The idea of "the meta level," for example, is a lot easier to understand if you tacitly have in mind many examples of it before you finally encounter the "concept"; but there is some pressure to learn it sooner rather than later, because once you do articulate that definition precisely, you'll be able to "call" it as a kind of cognitive computational module -- an especially useful one at that.

This is why I advocate problem-based approaches to computer programming [pdf], because you learn the big ideas from the bottom up: you start by working hard on concrete examples, which are then generalized (often with help from others) into useful principles, honed by more work, and generalized again. The cycle is repeated and before you know it you will really know it.

This is in contrast to the standard (K-12) approach, which if I'm not mistaken starts with "concepts" and has you do exercises as applications of these concepts. It's backwards. It's like putting the map at the beginning of the book.

Feynman’s Rigor

All of the things I admire about Richard Feynman -- his intellect, and verve, and eloquence -- seem like special cases of a more general feature of his mind, namely, its almost fanatical devotion to rigor.

Here's an example of what I mean, taken from a wonderful essay, "Richard Feynman and The Connection Machine":

Concentrating on the algorithm for a basic arithmetic operation was typical of Richard's approach. He loved the details. In studying the router, he paid attention to the action of each individual gate and in writing a program he insisted on understanding the implementation of every instruction. He distrusted abstractions that could not be directly related to the facts. When several years later I wrote a general interest article on the Connection Machine for [Scientific American], he was disappointed that it left out too many details. He asked, "How is anyone supposed to know that this isn't just a bunch of crap?"

Feynman would only claim to know something if he knew he knew it. And the way he got there, I think, was by never stretching himself too thin -- never moving to step C without first nailing A and B. So when he approached a new problem he would start with concrete examples at the lowest level; when he read, he would "translate" everything into his own words (or better yet, a vivid picture). My guess is that for him, the worst feeling in the world was not being able to explain an idea clearly, because that meant he didn't really own it.

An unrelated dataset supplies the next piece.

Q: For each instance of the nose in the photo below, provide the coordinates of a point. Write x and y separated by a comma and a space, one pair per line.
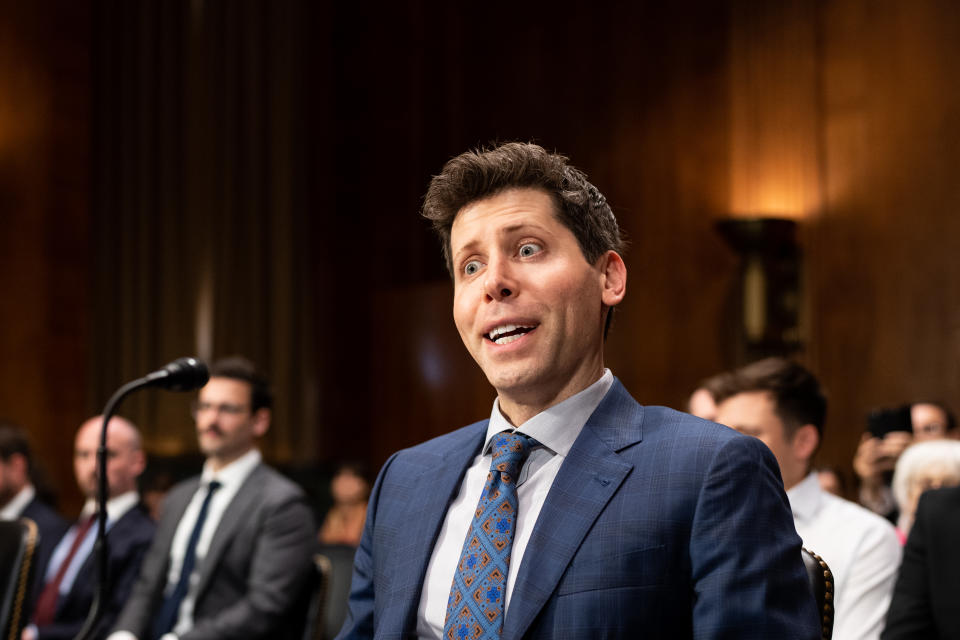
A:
499, 282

Of course I'd like to think I'm the same way, but I'm not. I skim passages and skip equations. I claim to know more than I do.

But I say that fully confident that most everyone I know is the same way; it turns out that being a "details guy" is harder than it sounds.

* * *

Now the exciting thing, I think, is that you can teach yourself to work a little more rigorously.

One way is to buy a good abstract algebra textbook and work through all of the problems. Algebra's a good place to start because (a) it doesn't require calculus, (b) the problems are intuitive, and (c) it's mostly proof-based. Which means you'll get the full thrill of really knowing things (because you proved them), without having to learn a whole new language (e.g. analysis).

But a better recommendation might be to start hacking. For one thing, you can start building stuff right away; with math it takes a lot longer (7-8 years) to get to the point where you can produce something original.

What's really good about hacking, though, for the purposes of rigorizing, is that you can't make a program work without an honest-to-God understanding of the details. The reason is that the interpreter doesn't actually do much "interpreting"; it does exactly what you say, no more or less. Which means you have to know exactly what you are talking about.

That imperative becomes clearest when something goes wrong, because that's when you really have to look under the hood. Was that index supposed to cut off at the second-to-last item of your list or the third-to-last? What's happening to those instance variables at the end of each loop? Why is that function not getting called? The only way to ensure a long chain of computation ends up the way it's supposed to is to know what's happening at every step, and in that sense, debugging a program teaches you to do explicitly what guys like Feynman seem to do naturally: work hard at level zero, keeping a close eye on every moving part.